Però, a volte, soprattutto per chi ha incarichi di governo, una tale virtù può trasformarsi, ben presto, in difetto, per cui, dalla tenacia e da un immotivato comportamento ostinato, possono derivare effetti molto sgradevoli.
In molte occasioni, in verità, la pervicacia renziana ha dato risultati accettabili: ad esempio, ha consentito al Presidente del Consiglio di giungere al varo della nuova legge elettorale ovvero all’approvazione del Jobs Act, nonostante le opposizioni di vasti strati del mondo sindacale e partitico.
Incassati, quindi, tali esiti, Renzi si sta comportando alla stessa maniera in materia di Pubblica Istruzione, per cui, nonostante lo sciopero dello scorso martedì, che ha visto una mobilitazione di mezzo milione di prof. ed operatori scolastici, insiste nel varare, entro il prossimo mese di giugno, il provvedimento che dovrebbe riformare la scuola in modo radicale, visto che introduce, tra le altre cose, nuovi criteri di selezione della classe docente.
Un minimo di prudenza e di saggia attenzione alle obiezioni, poste dai Sindacati, avrebbe imposto uno stop e, dunque, una pausa di riflessione, finalizzata a migliorare il testo originario in quel punto saliente, la chiamata diretta dei prof., che maggiormente inquieta gli insegnanti italiani e, finanche, una parte non irrilevante dei dirigenti, molti dei quali non si identificano affatto nella figura della dirigenza, che viene elaborata dal corso legislativo della stagione Renzi-Giannini.

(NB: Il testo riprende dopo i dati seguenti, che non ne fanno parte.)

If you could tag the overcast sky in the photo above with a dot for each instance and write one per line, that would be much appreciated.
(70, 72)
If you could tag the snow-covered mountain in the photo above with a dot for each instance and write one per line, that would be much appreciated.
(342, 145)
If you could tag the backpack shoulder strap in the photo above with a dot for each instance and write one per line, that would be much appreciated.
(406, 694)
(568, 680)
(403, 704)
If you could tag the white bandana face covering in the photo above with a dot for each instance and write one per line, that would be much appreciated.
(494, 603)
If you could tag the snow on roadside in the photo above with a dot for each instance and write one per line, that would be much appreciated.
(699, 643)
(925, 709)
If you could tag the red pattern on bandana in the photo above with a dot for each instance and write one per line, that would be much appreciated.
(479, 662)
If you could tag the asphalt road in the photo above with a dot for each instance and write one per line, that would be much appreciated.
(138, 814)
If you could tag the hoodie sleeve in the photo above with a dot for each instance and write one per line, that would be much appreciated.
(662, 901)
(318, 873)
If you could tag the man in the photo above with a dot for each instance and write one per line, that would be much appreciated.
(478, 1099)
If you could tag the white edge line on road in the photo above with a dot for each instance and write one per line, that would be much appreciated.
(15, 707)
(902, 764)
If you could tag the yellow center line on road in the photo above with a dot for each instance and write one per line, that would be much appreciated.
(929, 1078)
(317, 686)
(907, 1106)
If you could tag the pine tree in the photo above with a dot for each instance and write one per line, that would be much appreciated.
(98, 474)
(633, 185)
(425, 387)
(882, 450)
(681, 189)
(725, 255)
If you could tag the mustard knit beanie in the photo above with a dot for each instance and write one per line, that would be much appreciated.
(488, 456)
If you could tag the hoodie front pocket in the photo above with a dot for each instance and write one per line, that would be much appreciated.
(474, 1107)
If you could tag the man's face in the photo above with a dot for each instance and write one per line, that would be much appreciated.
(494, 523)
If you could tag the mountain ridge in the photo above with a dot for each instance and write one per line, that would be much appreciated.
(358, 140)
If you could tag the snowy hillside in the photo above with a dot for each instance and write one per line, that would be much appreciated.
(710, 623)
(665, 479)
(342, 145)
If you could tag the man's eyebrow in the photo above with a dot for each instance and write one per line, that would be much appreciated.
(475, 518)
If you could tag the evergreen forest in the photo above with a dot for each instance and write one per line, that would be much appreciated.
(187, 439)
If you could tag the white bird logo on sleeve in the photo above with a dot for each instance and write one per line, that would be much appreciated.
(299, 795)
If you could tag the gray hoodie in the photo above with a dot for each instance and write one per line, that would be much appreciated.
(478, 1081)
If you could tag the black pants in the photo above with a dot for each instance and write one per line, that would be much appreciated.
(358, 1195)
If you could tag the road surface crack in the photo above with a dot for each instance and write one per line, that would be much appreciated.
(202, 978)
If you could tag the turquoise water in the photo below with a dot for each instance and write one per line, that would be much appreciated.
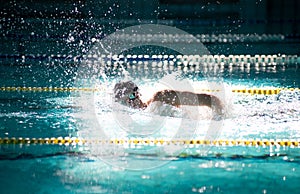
(89, 169)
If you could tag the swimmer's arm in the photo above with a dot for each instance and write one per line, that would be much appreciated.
(177, 98)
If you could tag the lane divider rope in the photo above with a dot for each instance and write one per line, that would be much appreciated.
(183, 38)
(173, 59)
(148, 142)
(73, 89)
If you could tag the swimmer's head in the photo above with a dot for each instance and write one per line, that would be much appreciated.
(127, 94)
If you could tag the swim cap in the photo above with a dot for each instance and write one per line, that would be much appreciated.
(124, 89)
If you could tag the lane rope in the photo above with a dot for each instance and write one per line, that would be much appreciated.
(251, 91)
(179, 60)
(182, 38)
(149, 142)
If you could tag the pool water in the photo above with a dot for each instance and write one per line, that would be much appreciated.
(99, 168)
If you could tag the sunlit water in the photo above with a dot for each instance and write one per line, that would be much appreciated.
(96, 169)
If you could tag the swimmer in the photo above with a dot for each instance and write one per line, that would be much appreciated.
(127, 94)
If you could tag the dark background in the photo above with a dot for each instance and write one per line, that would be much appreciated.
(67, 26)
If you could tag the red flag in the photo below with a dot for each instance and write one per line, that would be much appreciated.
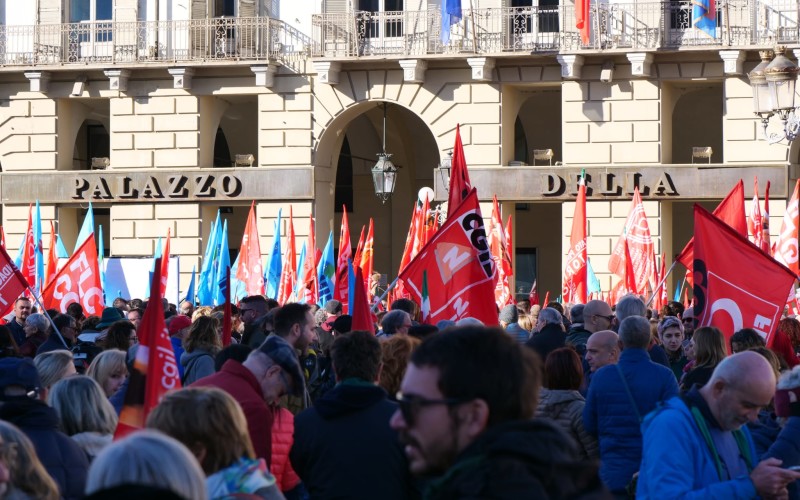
(12, 283)
(250, 270)
(765, 245)
(52, 259)
(462, 272)
(498, 246)
(786, 249)
(582, 19)
(165, 265)
(637, 234)
(155, 371)
(28, 263)
(367, 259)
(362, 317)
(345, 252)
(533, 295)
(730, 211)
(77, 281)
(735, 284)
(755, 222)
(288, 273)
(309, 277)
(460, 185)
(576, 278)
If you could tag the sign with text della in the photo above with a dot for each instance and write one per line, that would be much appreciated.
(736, 285)
(461, 271)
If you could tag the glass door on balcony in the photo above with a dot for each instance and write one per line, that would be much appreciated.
(380, 26)
(90, 33)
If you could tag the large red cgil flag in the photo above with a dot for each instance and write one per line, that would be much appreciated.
(460, 184)
(736, 285)
(461, 271)
(155, 371)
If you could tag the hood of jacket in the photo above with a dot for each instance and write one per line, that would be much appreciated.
(349, 396)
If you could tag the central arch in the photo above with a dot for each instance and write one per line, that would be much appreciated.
(359, 129)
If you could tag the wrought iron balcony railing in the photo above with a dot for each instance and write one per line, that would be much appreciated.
(635, 26)
(106, 42)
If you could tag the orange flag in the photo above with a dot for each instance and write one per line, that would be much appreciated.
(576, 277)
(52, 259)
(345, 252)
(460, 184)
(155, 371)
(250, 270)
(288, 273)
(636, 234)
(786, 249)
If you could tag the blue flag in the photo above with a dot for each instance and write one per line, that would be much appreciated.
(272, 278)
(223, 267)
(87, 229)
(190, 292)
(325, 272)
(451, 14)
(205, 295)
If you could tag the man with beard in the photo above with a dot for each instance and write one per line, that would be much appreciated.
(467, 403)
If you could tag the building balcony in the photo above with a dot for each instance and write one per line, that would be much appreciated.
(107, 43)
(529, 30)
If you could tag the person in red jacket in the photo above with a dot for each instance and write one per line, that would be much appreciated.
(268, 373)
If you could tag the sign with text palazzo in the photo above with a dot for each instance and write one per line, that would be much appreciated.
(460, 270)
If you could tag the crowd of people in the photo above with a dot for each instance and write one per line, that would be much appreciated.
(587, 401)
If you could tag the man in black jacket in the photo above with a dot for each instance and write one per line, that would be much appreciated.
(343, 445)
(466, 415)
(23, 405)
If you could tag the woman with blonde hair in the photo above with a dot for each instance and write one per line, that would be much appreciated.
(201, 345)
(219, 440)
(709, 351)
(84, 413)
(27, 475)
(146, 463)
(54, 366)
(395, 353)
(109, 370)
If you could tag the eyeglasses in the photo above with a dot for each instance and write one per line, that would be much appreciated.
(410, 405)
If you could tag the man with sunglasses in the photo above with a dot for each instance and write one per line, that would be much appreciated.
(343, 445)
(467, 403)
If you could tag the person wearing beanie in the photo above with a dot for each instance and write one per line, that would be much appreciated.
(508, 318)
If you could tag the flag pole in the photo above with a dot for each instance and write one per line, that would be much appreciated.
(380, 300)
(661, 283)
(47, 315)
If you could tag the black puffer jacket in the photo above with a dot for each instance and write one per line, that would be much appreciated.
(522, 459)
(64, 460)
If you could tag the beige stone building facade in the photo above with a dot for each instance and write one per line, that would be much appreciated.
(151, 116)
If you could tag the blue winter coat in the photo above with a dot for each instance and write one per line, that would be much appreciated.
(609, 415)
(677, 463)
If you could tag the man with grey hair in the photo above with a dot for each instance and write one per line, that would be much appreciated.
(702, 437)
(394, 322)
(549, 334)
(619, 397)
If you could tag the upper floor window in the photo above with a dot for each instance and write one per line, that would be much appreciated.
(90, 10)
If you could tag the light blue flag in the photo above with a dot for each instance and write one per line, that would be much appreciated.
(273, 271)
(594, 283)
(326, 269)
(100, 264)
(190, 292)
(205, 295)
(223, 267)
(61, 250)
(299, 293)
(451, 14)
(87, 228)
(38, 251)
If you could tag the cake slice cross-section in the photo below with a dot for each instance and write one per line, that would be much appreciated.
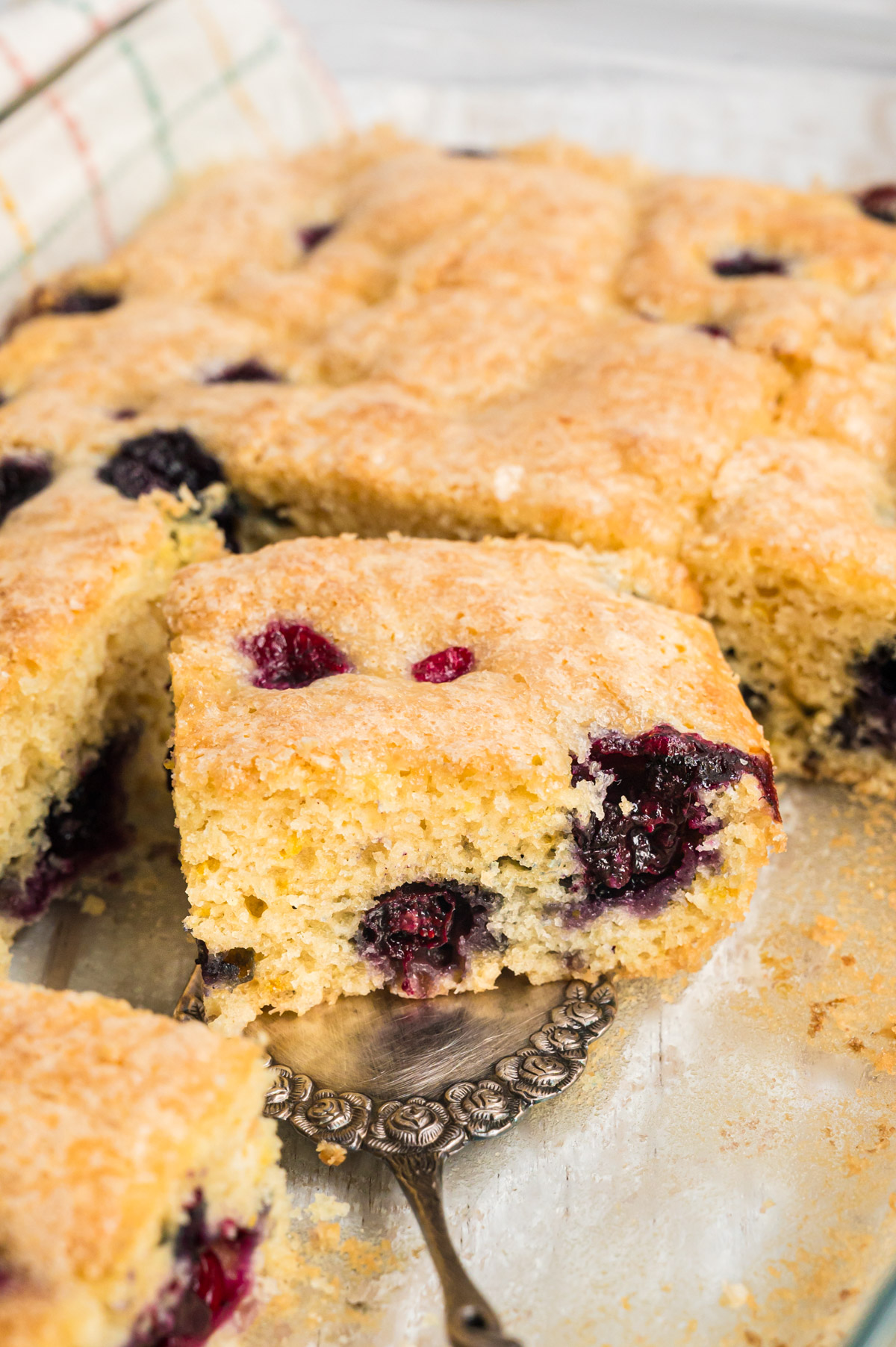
(415, 762)
(85, 710)
(140, 1199)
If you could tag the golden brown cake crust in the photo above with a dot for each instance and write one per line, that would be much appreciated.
(546, 631)
(538, 343)
(301, 809)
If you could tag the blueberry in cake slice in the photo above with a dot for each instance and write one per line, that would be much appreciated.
(84, 697)
(413, 764)
(139, 1191)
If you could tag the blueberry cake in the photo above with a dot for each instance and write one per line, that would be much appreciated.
(85, 561)
(415, 762)
(139, 1189)
(385, 336)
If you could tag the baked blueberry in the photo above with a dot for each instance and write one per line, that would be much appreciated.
(651, 834)
(164, 460)
(290, 655)
(879, 202)
(418, 933)
(90, 824)
(445, 666)
(246, 372)
(750, 264)
(81, 301)
(214, 1275)
(227, 968)
(868, 721)
(311, 236)
(22, 476)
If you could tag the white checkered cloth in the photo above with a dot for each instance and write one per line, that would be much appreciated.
(144, 96)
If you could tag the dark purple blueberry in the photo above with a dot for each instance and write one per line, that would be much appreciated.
(82, 302)
(879, 202)
(85, 826)
(311, 236)
(165, 460)
(445, 666)
(22, 476)
(214, 1275)
(750, 264)
(715, 330)
(868, 721)
(648, 844)
(246, 372)
(229, 968)
(290, 655)
(420, 931)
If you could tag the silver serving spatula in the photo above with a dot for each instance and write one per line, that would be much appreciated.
(417, 1080)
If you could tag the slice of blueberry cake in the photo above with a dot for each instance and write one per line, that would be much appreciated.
(413, 764)
(84, 698)
(139, 1191)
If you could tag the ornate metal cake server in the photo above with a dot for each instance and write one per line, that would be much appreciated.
(415, 1080)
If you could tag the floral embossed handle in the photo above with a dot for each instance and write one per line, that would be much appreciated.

Nei prossimi giorni, invece, quel provvedimento andrà in aula a Montecitorio per la prima approvazione e, poi, nel mese di giugno, dopo la celebrazione delle elezioni regionali del 31 maggio, passerà al Senato per essere approvato in via definitiva, così da poter creare, immediatamente, le conseguenze previste sin dall’avvio dell’anno scolastico 2015/16.
Ci sembra, questo, un atteggiamento poco prudente e scarsamente illuminato, visto che qualsiasi altro Premier, dopo un segnale molto forte, come quello fornito con lo sciopero del 5 maggio, avrebbe desistito dall’insano progetto di continuare il braccio di ferro con mezzo milione di docenti ed avrebbe ricercato la giusta via di compromesso, ammettendo di aver fatto una fuga in avanti improvvida e sbagliata, sia nei contenuti, che nella forma istituzionale.